As part of the project "Train the Best Sentence Embedding Model Ever with 1B Training Pairs," conducted during Hugging Face's Community Week using JAX/Flax, we developed state-of-the-art sentence embedding models. The project leveraged 7 TPUs v3-8 and guidance from Google's Flax, JAX, and Cloud team members.
Training Methodology
Model
Unlike words, sentences lack a finite set. Sentence embedding methods compose inner words into a final representation. For instance, the SentenceBERT model uses a Transformer followed by a pooling operation over contextualized word vectors.

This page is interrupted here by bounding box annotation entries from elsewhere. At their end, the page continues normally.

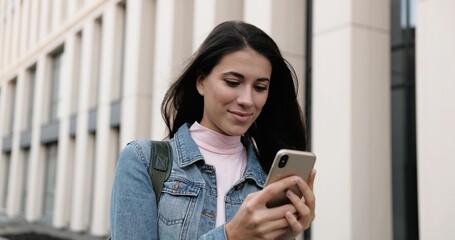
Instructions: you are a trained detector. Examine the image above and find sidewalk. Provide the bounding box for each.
[0,214,107,240]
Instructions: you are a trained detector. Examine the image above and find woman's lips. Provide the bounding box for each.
[229,111,253,122]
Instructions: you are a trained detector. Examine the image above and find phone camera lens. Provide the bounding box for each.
[278,155,289,168]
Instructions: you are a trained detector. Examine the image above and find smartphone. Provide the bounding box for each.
[265,149,316,208]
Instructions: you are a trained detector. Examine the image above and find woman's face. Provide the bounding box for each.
[196,48,272,136]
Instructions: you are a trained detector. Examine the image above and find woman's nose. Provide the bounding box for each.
[237,87,253,107]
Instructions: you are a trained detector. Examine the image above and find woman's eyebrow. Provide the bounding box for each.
[223,71,270,82]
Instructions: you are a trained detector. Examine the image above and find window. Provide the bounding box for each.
[21,148,30,216]
[6,79,16,136]
[70,31,82,114]
[111,2,126,100]
[0,153,11,213]
[42,143,58,223]
[90,17,103,108]
[391,0,419,240]
[49,49,63,121]
[25,66,36,129]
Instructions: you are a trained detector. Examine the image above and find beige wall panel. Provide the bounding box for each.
[416,0,455,240]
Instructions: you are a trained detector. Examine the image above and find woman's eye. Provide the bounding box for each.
[224,79,240,87]
[254,85,269,92]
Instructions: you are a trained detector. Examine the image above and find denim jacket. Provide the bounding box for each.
[111,124,267,240]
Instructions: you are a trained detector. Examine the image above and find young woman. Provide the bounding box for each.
[111,21,315,240]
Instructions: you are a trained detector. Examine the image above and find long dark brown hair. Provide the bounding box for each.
[161,21,307,172]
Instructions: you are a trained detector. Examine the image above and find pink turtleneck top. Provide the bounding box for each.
[190,122,247,226]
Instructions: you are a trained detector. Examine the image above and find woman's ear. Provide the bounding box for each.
[196,75,205,96]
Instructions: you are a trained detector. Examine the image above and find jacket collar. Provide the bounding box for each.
[173,123,267,187]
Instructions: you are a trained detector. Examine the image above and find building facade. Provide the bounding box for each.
[0,0,455,240]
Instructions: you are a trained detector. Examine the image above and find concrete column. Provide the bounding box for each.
[25,53,50,222]
[120,0,156,146]
[312,0,392,240]
[66,0,79,19]
[192,0,244,52]
[50,0,66,31]
[151,0,193,140]
[28,0,41,48]
[7,69,27,217]
[38,0,52,41]
[52,33,80,228]
[270,0,306,107]
[70,21,95,232]
[192,0,216,52]
[416,0,455,240]
[243,0,273,35]
[0,81,9,206]
[0,1,13,69]
[9,0,22,64]
[91,3,123,236]
[19,1,31,56]
[0,0,6,69]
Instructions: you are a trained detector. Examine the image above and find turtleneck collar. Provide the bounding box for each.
[190,122,243,154]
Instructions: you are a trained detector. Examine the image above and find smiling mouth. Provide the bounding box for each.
[229,111,253,122]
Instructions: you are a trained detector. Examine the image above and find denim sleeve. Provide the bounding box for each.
[199,224,227,240]
[110,141,158,240]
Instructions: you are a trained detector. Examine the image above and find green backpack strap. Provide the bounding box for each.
[148,141,173,205]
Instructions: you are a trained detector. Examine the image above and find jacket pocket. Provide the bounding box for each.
[158,176,202,225]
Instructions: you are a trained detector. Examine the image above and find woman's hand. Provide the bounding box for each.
[277,170,316,239]
[226,171,316,240]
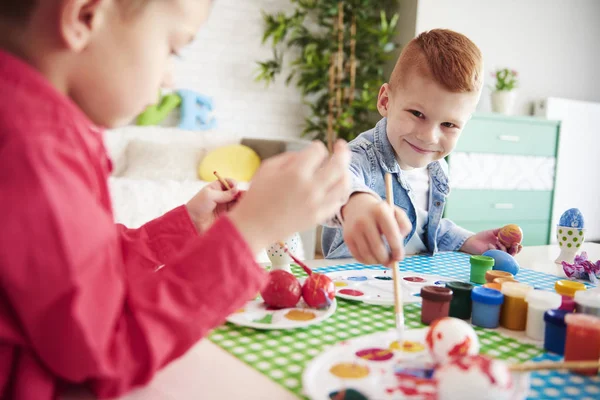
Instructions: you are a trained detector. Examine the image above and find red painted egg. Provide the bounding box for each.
[260,270,302,308]
[302,273,335,308]
[498,224,523,247]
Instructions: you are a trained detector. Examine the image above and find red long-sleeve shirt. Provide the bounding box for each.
[0,48,265,400]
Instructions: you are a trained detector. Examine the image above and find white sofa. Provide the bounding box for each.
[104,126,316,263]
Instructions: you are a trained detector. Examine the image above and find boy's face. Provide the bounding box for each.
[377,71,480,170]
[69,0,211,127]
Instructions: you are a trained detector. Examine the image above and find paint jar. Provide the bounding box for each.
[565,314,600,376]
[471,287,504,328]
[421,286,452,325]
[554,279,585,297]
[573,290,600,317]
[525,290,562,340]
[500,282,533,331]
[483,282,502,291]
[485,269,515,283]
[559,295,575,312]
[469,256,494,284]
[446,282,473,319]
[544,310,570,356]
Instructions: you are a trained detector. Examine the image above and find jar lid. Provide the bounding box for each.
[471,286,504,305]
[525,290,562,310]
[469,256,495,268]
[544,310,571,326]
[501,282,533,298]
[446,281,473,293]
[485,269,514,282]
[421,286,452,301]
[565,313,600,333]
[575,290,600,308]
[554,279,586,297]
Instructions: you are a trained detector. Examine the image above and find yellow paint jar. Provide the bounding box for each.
[554,279,585,297]
[500,282,533,331]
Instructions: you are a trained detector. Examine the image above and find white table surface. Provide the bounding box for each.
[63,243,600,400]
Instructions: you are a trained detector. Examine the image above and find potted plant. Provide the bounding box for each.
[492,68,517,114]
[257,0,399,151]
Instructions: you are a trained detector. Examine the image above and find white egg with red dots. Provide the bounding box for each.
[425,317,479,363]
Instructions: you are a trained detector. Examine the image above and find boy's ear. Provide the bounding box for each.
[59,0,106,52]
[377,83,390,117]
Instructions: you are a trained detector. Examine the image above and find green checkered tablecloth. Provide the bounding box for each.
[210,267,543,398]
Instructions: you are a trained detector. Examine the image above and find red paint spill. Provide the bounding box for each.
[339,289,364,297]
[356,348,394,361]
[404,276,426,282]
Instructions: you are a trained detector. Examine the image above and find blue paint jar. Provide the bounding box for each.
[471,286,504,328]
[544,309,569,356]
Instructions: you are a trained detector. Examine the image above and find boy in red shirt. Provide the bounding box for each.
[0,0,358,400]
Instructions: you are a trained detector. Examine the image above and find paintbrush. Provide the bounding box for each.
[385,173,404,345]
[508,361,600,372]
[277,241,312,276]
[213,171,231,190]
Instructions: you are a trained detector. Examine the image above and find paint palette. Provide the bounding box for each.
[227,298,337,330]
[302,328,529,400]
[327,269,461,306]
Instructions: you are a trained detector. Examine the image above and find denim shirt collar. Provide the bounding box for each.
[373,118,450,195]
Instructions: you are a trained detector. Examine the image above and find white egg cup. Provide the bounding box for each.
[267,233,300,273]
[554,225,585,264]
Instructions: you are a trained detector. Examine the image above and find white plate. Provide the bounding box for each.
[302,328,529,400]
[326,269,464,306]
[227,298,337,330]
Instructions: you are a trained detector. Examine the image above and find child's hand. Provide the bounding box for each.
[186,179,241,233]
[342,193,412,265]
[460,228,523,256]
[230,141,350,251]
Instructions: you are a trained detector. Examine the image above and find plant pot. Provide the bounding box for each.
[492,90,517,115]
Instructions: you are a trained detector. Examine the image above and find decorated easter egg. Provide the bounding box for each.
[433,355,514,400]
[302,273,335,308]
[260,269,302,308]
[498,224,523,247]
[558,208,585,229]
[425,317,479,363]
[483,250,520,275]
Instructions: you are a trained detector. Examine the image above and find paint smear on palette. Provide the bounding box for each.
[356,348,394,361]
[390,340,425,353]
[285,310,317,321]
[348,276,369,282]
[403,276,427,283]
[329,363,369,379]
[340,289,364,297]
[329,389,369,400]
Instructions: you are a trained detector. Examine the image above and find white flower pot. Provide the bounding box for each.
[492,90,517,115]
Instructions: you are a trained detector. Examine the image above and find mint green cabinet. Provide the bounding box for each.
[445,114,560,246]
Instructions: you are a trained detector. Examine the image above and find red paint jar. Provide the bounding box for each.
[421,286,452,325]
[565,314,600,376]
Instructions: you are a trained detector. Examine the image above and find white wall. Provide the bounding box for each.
[174,0,305,137]
[412,0,600,114]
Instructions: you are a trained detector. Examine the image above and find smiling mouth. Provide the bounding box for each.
[405,140,435,154]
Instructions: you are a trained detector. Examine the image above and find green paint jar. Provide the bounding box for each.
[446,282,473,319]
[469,256,494,285]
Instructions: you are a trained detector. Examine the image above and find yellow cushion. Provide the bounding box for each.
[198,144,260,182]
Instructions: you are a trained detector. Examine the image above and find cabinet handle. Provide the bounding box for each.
[498,135,521,143]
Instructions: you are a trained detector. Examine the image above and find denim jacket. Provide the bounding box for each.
[322,118,473,258]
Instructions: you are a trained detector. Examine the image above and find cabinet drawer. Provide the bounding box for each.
[453,220,550,246]
[455,117,559,157]
[445,189,552,223]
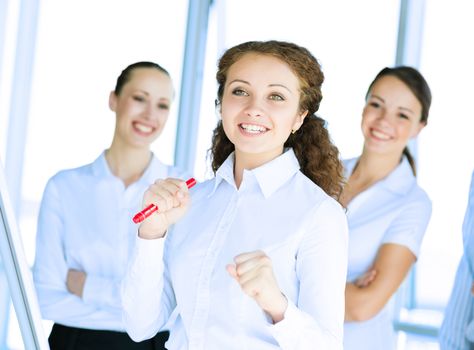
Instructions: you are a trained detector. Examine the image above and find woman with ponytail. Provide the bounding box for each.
[123,41,347,350]
[340,66,431,350]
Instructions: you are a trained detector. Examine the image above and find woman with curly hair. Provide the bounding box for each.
[123,41,347,350]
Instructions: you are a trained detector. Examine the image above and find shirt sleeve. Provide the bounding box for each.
[82,273,122,308]
[33,178,102,322]
[462,172,474,270]
[439,256,474,350]
[381,194,431,257]
[121,236,176,341]
[270,200,348,350]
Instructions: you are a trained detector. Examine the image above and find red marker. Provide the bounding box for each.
[133,178,196,224]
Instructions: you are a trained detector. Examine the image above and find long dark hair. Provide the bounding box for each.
[114,61,170,96]
[365,66,431,176]
[210,40,344,199]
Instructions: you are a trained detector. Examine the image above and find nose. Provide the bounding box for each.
[245,97,264,117]
[143,103,160,120]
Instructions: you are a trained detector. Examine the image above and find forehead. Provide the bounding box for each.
[369,75,421,108]
[124,68,173,93]
[227,53,300,89]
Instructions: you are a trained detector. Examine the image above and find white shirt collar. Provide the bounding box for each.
[209,148,300,198]
[92,151,168,184]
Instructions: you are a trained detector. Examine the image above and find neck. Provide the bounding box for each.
[234,150,283,188]
[105,143,151,187]
[351,150,402,183]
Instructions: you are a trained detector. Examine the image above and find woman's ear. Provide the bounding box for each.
[291,110,308,131]
[412,122,426,138]
[109,91,117,112]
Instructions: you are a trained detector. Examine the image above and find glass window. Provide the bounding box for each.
[4,0,188,343]
[416,0,474,308]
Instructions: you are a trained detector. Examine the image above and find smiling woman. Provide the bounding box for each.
[341,67,431,350]
[30,62,191,350]
[123,41,347,350]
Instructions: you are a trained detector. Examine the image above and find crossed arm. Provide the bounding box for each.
[345,243,416,322]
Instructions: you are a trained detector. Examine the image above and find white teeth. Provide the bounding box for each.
[135,123,153,133]
[240,124,267,134]
[372,130,390,140]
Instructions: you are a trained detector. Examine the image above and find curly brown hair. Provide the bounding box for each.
[210,40,344,199]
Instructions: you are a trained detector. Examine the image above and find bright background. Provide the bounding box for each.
[0,0,474,349]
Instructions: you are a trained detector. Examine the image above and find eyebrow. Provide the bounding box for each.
[370,95,415,114]
[227,79,293,94]
[137,89,171,102]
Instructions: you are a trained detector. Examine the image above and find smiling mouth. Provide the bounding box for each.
[133,122,155,134]
[370,129,392,141]
[239,123,269,134]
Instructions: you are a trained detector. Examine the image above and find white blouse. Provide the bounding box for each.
[344,158,431,350]
[122,150,347,350]
[33,153,186,332]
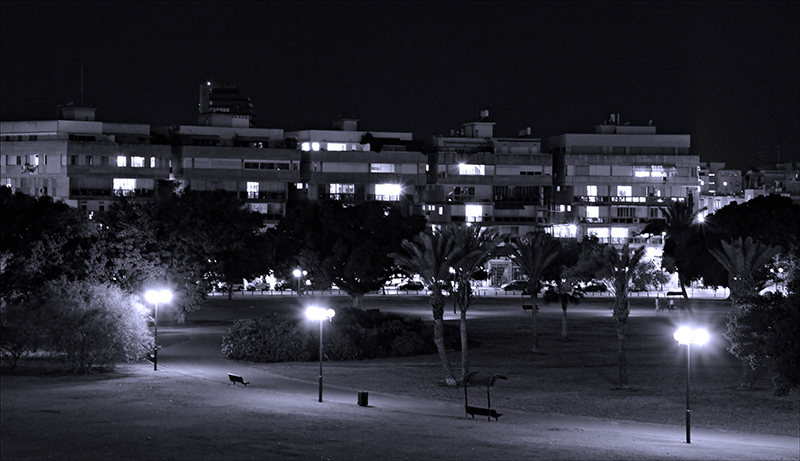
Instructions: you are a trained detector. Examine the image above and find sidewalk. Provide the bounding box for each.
[158,326,800,459]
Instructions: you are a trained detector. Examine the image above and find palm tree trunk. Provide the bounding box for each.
[531,293,539,352]
[617,327,628,389]
[431,287,456,386]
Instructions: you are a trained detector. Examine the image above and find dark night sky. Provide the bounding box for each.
[0,1,800,168]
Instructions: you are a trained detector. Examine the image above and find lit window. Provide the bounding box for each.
[458,163,485,176]
[375,184,403,202]
[464,205,483,222]
[247,181,258,199]
[369,163,394,173]
[113,177,136,196]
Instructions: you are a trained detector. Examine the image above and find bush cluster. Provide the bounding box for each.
[222,308,459,363]
[0,280,153,371]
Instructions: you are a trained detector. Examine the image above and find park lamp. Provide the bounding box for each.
[144,289,172,371]
[306,306,336,402]
[672,326,709,443]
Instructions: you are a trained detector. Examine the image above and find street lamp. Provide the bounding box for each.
[144,289,172,371]
[306,306,336,402]
[672,327,708,443]
[292,269,308,296]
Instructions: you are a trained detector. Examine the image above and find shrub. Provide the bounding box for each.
[11,279,153,371]
[222,308,460,362]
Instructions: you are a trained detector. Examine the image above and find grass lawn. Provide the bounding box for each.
[0,294,800,461]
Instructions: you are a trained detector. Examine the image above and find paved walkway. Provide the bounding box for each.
[153,326,800,459]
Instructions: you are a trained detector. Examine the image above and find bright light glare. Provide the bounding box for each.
[672,327,708,346]
[144,290,172,304]
[306,306,336,320]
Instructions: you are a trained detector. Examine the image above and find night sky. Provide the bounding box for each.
[0,1,800,168]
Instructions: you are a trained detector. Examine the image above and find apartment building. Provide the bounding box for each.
[416,110,553,235]
[0,105,171,212]
[286,115,427,214]
[548,115,699,255]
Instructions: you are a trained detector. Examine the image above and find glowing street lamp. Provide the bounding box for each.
[672,327,708,443]
[292,269,308,296]
[306,306,336,402]
[144,289,172,371]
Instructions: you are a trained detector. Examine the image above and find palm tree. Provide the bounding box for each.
[656,197,705,298]
[448,226,503,381]
[389,229,458,386]
[602,243,644,389]
[709,236,781,305]
[509,233,561,352]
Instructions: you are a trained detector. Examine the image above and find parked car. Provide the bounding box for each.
[397,280,425,291]
[500,280,528,294]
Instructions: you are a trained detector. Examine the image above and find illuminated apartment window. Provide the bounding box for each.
[375,184,403,202]
[464,205,483,222]
[369,163,394,173]
[458,163,486,176]
[247,181,258,199]
[113,178,136,197]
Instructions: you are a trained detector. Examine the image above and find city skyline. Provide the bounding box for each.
[0,1,800,169]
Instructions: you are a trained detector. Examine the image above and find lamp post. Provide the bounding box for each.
[292,269,308,296]
[673,327,708,443]
[144,289,172,371]
[306,306,336,402]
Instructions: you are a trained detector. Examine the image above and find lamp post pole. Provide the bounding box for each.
[144,290,172,371]
[686,343,692,443]
[673,327,708,443]
[306,306,336,402]
[319,319,322,402]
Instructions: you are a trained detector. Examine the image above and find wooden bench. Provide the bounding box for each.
[464,405,503,421]
[228,373,250,387]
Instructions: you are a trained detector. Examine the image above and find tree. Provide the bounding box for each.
[445,225,503,381]
[0,187,96,301]
[642,198,705,299]
[710,237,780,305]
[602,244,645,389]
[391,229,458,386]
[23,279,153,371]
[276,201,424,306]
[724,291,800,395]
[510,233,561,352]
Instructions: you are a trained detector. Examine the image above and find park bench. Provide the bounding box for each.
[464,405,503,421]
[228,373,250,387]
[464,371,508,421]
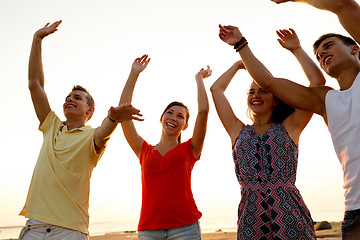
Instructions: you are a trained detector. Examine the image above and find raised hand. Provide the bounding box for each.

Multiple Negative Ranking Loss
We used a contrastive training method with a dataset of sentence pairs (a_i, p_i) that share close meaning, such as (query, answer-passage) or (question, duplicate question). The model is trained to map paired sentences to nearby vectors and unpaired ones to distant vectors. This is known as training with in-batch negatives, InfoNCE, or NTXentLoss.
Formally, given a batch of n samples, the model optimizes the loss:
-1/n * sum_{i=1}^n exp(sim(a_i, p_i)) / sum_j exp(sim(a_i, p_j))
where sim is a similarity function (Cosine-Similarity or Dot-Product). We used a scaled similarity with factor C=20 to increase score differences.
Improving Quality with Better Batches
Batch composition is key. We focused on three aspects:
- Size matters: Larger batch sizes improve performance in contrastive learning.
- Hard negatives: Including examples that are difficult to distinguish from positive pairs enhances learning.
- Cross-dataset batches: Mixing samples from multiple datasets within a batch helps learn global structure across topics.
Training Infrastructure and Data
The project benefited from efficient hardware, specifically TPUs developed by Google, which excel at matrix multiplications. TPUs have specific code requirements but provide substantial computational power.
The combination of large-scale data, careful batch design, and powerful infrastructure led to models that achieve strong performance on various sentence embedding benchmarks.